If we are acting on a big enough of a scale that it is possible for that to be a problem, then it not a problem. The energy threshold you are talking about is immense. You are literally talking about moving planetary masses around the solar system, and the amount of energy need to do that isn't any smaller if you do it piecemeal or all in one go.
 
I am concerned about how mass mining of the moon will affect the gravity dynamic between the Earth and the Moon. I mean the moon while large is not Earth sized. We don't know how taking material from it and bringing it to Earth will work out in the long run. This needs more study.
That's a damn good point.

We do not want to cause the moons orbit to shift. Building things on the moon using materials from there is probably safe, but shipping it off or adding a lot might have unforeseen consequence for it's orbital path relative to Earth.
 
I honestly think we'll start out using the moon as a starting base to mine and plan further expeditions out. Though if we're talking about mining that will not put an impact on any planets we want to start colonies on, I think we'll use the floating space debris that is the asteroid field eventually.

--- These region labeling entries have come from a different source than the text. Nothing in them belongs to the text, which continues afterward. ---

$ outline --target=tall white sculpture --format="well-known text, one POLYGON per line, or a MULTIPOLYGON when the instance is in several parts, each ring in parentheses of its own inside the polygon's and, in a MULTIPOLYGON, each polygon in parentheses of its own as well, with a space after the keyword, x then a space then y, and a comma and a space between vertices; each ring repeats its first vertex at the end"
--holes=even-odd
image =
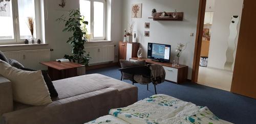
POLYGON ((226 61, 224 69, 232 70, 232 65, 234 62, 234 52, 236 49, 236 39, 238 35, 237 26, 239 21, 239 16, 232 16, 232 20, 229 26, 230 34, 228 39, 228 47, 226 52, 226 61))

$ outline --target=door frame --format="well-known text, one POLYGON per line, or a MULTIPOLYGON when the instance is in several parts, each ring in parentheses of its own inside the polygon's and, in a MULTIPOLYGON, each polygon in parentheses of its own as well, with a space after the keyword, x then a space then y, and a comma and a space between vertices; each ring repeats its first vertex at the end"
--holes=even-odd
POLYGON ((206 0, 200 0, 191 80, 191 82, 194 83, 197 83, 198 79, 206 6, 206 0))

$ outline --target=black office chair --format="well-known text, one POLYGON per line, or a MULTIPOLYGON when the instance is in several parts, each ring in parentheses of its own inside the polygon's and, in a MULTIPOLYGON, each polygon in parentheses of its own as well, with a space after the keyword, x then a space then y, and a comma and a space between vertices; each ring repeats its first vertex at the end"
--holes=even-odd
MULTIPOLYGON (((129 79, 128 80, 131 81, 133 82, 133 85, 134 85, 134 83, 139 83, 134 80, 135 75, 142 75, 144 78, 148 78, 150 80, 151 80, 151 70, 146 65, 122 68, 118 70, 121 71, 121 73, 122 74, 121 81, 122 81, 123 79, 123 75, 124 73, 130 74, 132 76, 132 79, 129 79)), ((151 83, 151 82, 149 82, 147 84, 147 90, 148 90, 148 84, 151 83)), ((157 94, 157 90, 156 89, 156 85, 154 84, 154 83, 153 84, 155 87, 155 93, 156 93, 156 94, 157 94)))

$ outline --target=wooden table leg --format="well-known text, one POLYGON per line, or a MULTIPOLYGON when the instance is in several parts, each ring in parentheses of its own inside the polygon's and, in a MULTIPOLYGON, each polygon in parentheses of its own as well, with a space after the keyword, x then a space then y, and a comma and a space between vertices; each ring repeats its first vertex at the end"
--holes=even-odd
POLYGON ((52 81, 56 81, 61 79, 61 73, 60 70, 48 67, 48 74, 52 81))

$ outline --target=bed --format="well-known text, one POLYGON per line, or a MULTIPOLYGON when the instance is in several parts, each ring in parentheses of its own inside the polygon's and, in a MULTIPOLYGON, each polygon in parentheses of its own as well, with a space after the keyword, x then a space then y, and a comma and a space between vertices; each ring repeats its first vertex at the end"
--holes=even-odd
POLYGON ((232 123, 219 118, 207 107, 164 94, 154 95, 126 107, 111 109, 109 114, 86 123, 232 123))

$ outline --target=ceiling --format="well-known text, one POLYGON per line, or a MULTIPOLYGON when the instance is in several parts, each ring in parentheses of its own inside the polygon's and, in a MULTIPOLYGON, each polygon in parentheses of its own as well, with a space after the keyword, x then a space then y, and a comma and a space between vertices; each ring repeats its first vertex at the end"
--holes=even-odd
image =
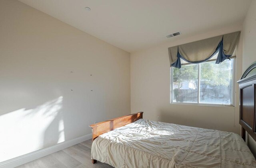
POLYGON ((251 0, 19 0, 129 52, 241 23, 251 0), (84 9, 89 7, 88 12, 84 9), (182 35, 167 39, 180 31, 182 35))

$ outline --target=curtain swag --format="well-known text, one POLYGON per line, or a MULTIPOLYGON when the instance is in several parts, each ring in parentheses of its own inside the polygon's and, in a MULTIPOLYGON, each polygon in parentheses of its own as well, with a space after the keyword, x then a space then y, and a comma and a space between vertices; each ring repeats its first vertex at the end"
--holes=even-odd
POLYGON ((168 48, 171 66, 180 68, 180 59, 192 64, 203 63, 218 52, 216 64, 229 59, 240 31, 236 31, 168 48))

And god knows how many floating rocks that have no gravity influencing them are waiting outside our tiny pocket just waiting to be cracked open.
 
That's a damn good point.

We do not want to cause the moons orbit to shift. Building things on the moon using materials from there is probably safe, but shipping it off or adding a lot might have unforeseen consequence for it's orbital path relative to Earth.

The amount you would have to remove to make any serious difference would be... astronomical.

I honestly think we'll start out using the moon as a starting base to mine and plan further expeditions out. Though if we're talking about mining that will not put an impact on any planets we want to start colonies on, I think we'll use the floating space debris that is the asteroid field eventually.

And god knows how many floating rocks that have no gravity influencing them are waiting outside our tiny pocket just waiting to be cracked open.

Fact check - all of them have gravity influencing them. All of them. Nothing in space is "floating" - they are all in free-fall. Asteroids in the solar system are orbiting the sun.